La Palestina era una terra principalmente desertica, dove non era inusuale trovare diverse strade polverose e secche. Inoltre, a causa delle elevate temperature, i sandali erano le calzature più utilizzate durante l’anno con qualche sporadica eccezione durante l’inverno e nelle occasioni festive.
Era un segno di rispetto e di accoglienza accogliere un ospite proprio con un catino d’acqua, dove i suoi piedi venivano lavati dalla polvere o da uno schiavo o dal padrone di casa.
Questo gesto era compiuto anche in famiglia, soprattutto dai figli e dalle mogli nei confronti dei padri o dei mariti. Segno di rispetto e affetto profondo verso un membro, in particolare nei confronti degli anziani, considerati la culla della propria comunità.

Nell’Antico Testamento sono diversi i riferimenti a questa pratica, che con il profeta Samuele diventa anche un simbolo di grande umiltà da parte di chi lo esercita.
Nel momento in cui Gesù, prima dell’Ultima cena, decide di fare lo stesso, si ricollega così a una tradizione religiosa di lunga durata, ma compie anche un gesto estremamente concreto e tipico della sua cultura.
Nei Vangeli, in effetti, si racconta lo stupore dei discepoli di fronte a questo atto, che rappresenta proprio l’umiltà e la volontà di Gesù di mettersi a servizio dell’umanità.
Segno rivoluzionario di un figlio di Dio che diventa parte dell’universo umano.
Primo nell’animo ma sempre presente tra gli ultimi.

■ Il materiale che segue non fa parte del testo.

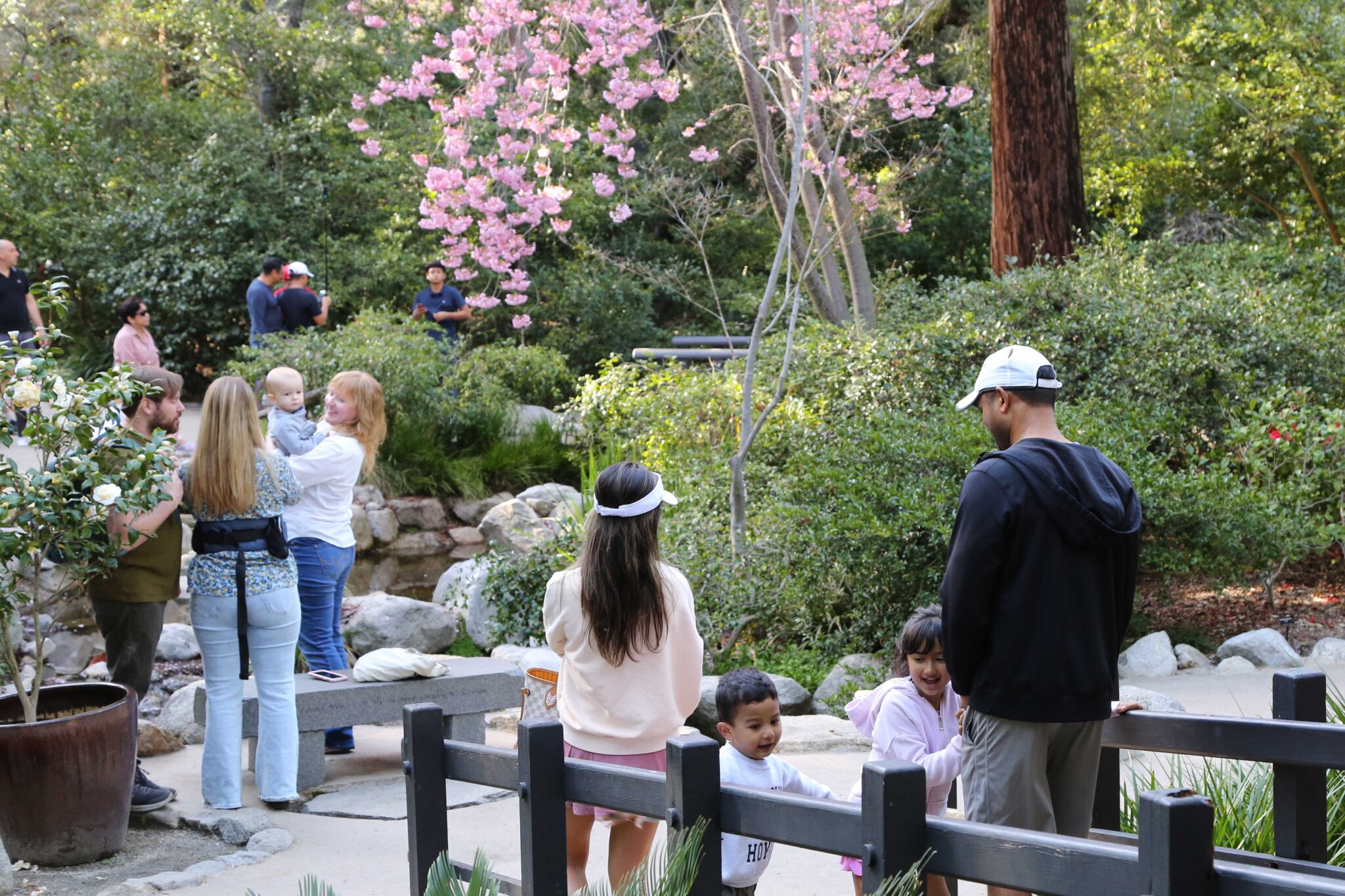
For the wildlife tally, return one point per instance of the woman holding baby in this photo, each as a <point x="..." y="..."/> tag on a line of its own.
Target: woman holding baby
<point x="320" y="535"/>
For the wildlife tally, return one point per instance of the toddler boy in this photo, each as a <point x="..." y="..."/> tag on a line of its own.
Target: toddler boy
<point x="287" y="423"/>
<point x="749" y="720"/>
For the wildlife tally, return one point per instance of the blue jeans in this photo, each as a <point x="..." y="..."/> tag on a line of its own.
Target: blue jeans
<point x="272" y="631"/>
<point x="323" y="568"/>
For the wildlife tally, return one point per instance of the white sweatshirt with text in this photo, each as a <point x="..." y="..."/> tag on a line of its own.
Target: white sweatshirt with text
<point x="745" y="857"/>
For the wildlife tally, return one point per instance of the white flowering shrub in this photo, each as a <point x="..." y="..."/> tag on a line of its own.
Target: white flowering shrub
<point x="58" y="505"/>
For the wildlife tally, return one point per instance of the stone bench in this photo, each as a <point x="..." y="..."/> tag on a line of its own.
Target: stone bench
<point x="475" y="685"/>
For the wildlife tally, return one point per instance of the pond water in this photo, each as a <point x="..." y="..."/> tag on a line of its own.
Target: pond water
<point x="408" y="576"/>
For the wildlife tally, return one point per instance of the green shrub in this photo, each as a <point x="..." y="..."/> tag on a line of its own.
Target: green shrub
<point x="535" y="373"/>
<point x="854" y="481"/>
<point x="516" y="587"/>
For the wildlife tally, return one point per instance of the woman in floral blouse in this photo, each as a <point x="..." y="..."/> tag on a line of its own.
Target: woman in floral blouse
<point x="232" y="477"/>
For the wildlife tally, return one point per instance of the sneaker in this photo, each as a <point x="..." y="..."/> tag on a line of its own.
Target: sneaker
<point x="146" y="796"/>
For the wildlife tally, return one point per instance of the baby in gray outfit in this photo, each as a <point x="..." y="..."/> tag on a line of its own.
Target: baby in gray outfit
<point x="288" y="422"/>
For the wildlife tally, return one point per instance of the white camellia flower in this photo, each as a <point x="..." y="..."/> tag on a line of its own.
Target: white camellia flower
<point x="26" y="394"/>
<point x="106" y="494"/>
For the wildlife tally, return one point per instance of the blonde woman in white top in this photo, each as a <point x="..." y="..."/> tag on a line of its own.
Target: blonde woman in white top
<point x="625" y="626"/>
<point x="319" y="531"/>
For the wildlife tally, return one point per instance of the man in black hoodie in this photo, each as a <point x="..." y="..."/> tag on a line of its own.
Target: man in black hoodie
<point x="1036" y="599"/>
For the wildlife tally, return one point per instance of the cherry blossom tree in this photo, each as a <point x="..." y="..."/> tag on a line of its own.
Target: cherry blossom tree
<point x="500" y="169"/>
<point x="822" y="79"/>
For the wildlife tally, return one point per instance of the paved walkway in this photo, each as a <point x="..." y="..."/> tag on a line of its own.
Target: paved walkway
<point x="363" y="857"/>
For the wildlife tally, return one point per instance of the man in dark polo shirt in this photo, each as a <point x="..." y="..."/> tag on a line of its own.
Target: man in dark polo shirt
<point x="440" y="304"/>
<point x="299" y="305"/>
<point x="19" y="316"/>
<point x="128" y="602"/>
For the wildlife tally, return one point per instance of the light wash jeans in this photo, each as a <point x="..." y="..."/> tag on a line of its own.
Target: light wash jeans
<point x="323" y="570"/>
<point x="272" y="634"/>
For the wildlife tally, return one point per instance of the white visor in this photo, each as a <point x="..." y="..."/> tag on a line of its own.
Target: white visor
<point x="655" y="498"/>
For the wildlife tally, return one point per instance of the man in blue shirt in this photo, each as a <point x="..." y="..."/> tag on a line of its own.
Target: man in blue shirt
<point x="441" y="304"/>
<point x="263" y="308"/>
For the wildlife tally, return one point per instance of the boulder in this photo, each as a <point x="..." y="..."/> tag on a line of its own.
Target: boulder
<point x="516" y="528"/>
<point x="462" y="587"/>
<point x="359" y="526"/>
<point x="15" y="633"/>
<point x="418" y="513"/>
<point x="30" y="648"/>
<point x="1237" y="667"/>
<point x="382" y="524"/>
<point x="368" y="495"/>
<point x="178" y="643"/>
<point x="420" y="544"/>
<point x="179" y="715"/>
<point x="271" y="840"/>
<point x="820" y="734"/>
<point x="1152" y="699"/>
<point x="73" y="652"/>
<point x="472" y="512"/>
<point x="544" y="499"/>
<point x="466" y="536"/>
<point x="1329" y="651"/>
<point x="1265" y="648"/>
<point x="854" y="671"/>
<point x="1151" y="657"/>
<point x="390" y="621"/>
<point x="527" y="657"/>
<point x="1189" y="657"/>
<point x="527" y="418"/>
<point x="152" y="740"/>
<point x="241" y="825"/>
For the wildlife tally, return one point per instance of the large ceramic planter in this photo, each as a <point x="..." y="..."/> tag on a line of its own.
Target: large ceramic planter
<point x="65" y="779"/>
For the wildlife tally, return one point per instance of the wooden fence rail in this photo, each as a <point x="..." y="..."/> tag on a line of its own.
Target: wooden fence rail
<point x="889" y="830"/>
<point x="1296" y="742"/>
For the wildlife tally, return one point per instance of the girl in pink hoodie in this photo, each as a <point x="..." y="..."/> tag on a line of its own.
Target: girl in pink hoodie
<point x="914" y="717"/>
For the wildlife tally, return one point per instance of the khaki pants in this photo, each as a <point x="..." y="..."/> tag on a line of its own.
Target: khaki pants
<point x="1039" y="775"/>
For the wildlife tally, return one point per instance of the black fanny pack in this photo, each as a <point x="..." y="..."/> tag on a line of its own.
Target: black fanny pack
<point x="241" y="536"/>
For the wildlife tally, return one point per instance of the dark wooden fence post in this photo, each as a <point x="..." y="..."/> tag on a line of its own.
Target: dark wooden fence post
<point x="1107" y="793"/>
<point x="427" y="800"/>
<point x="541" y="806"/>
<point x="892" y="821"/>
<point x="1300" y="793"/>
<point x="693" y="782"/>
<point x="1178" y="843"/>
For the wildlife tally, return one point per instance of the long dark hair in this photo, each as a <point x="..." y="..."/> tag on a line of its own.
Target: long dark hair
<point x="923" y="630"/>
<point x="621" y="582"/>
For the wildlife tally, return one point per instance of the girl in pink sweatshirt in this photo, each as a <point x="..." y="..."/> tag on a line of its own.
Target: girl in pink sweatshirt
<point x="914" y="717"/>
<point x="625" y="626"/>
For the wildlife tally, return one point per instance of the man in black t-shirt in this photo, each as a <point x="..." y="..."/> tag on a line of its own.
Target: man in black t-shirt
<point x="20" y="320"/>
<point x="299" y="305"/>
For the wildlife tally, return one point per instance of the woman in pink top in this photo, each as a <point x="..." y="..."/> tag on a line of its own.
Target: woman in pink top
<point x="623" y="624"/>
<point x="133" y="344"/>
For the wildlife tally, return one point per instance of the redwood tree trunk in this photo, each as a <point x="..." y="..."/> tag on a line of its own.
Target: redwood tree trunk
<point x="1038" y="179"/>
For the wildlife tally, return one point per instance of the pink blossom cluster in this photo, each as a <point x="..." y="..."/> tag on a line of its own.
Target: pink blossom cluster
<point x="498" y="86"/>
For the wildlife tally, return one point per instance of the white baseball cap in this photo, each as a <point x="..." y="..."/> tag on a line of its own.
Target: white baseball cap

Decretando con questo atto la consacrazione di una vita votata al bene comune, consapevole che dopo poche ore verrà ucciso, torturato e umiliato dal suo stesso popolo.
Consentitemi fare questo piccolo appunto; la Chiesa è ossessionata nel rimarcare i precetti, i dogmi e i cerimoniali senza fermarsi su quanto davvero possa essere potente l’insegnamento di Gesù.
Si celebra la lavanda dei piedi quasi meccanicamente per tradizione senza analizzare ciò che realmente è.La fede non è solo celebrare una festa o conoscere ogni preghiera, ma comprendere il motivo intrinseco e l’anima di ogni gesto.
Perché Gesù e i suoi discepoli ci hanno dato qualcosa di unico, straordinario e rivoluzionario: non fermiamoci mai a quello che ci dicono.
Le scritture raccontano sempre qualcosa di infinito oltre ogni possibile interpretazione teologica.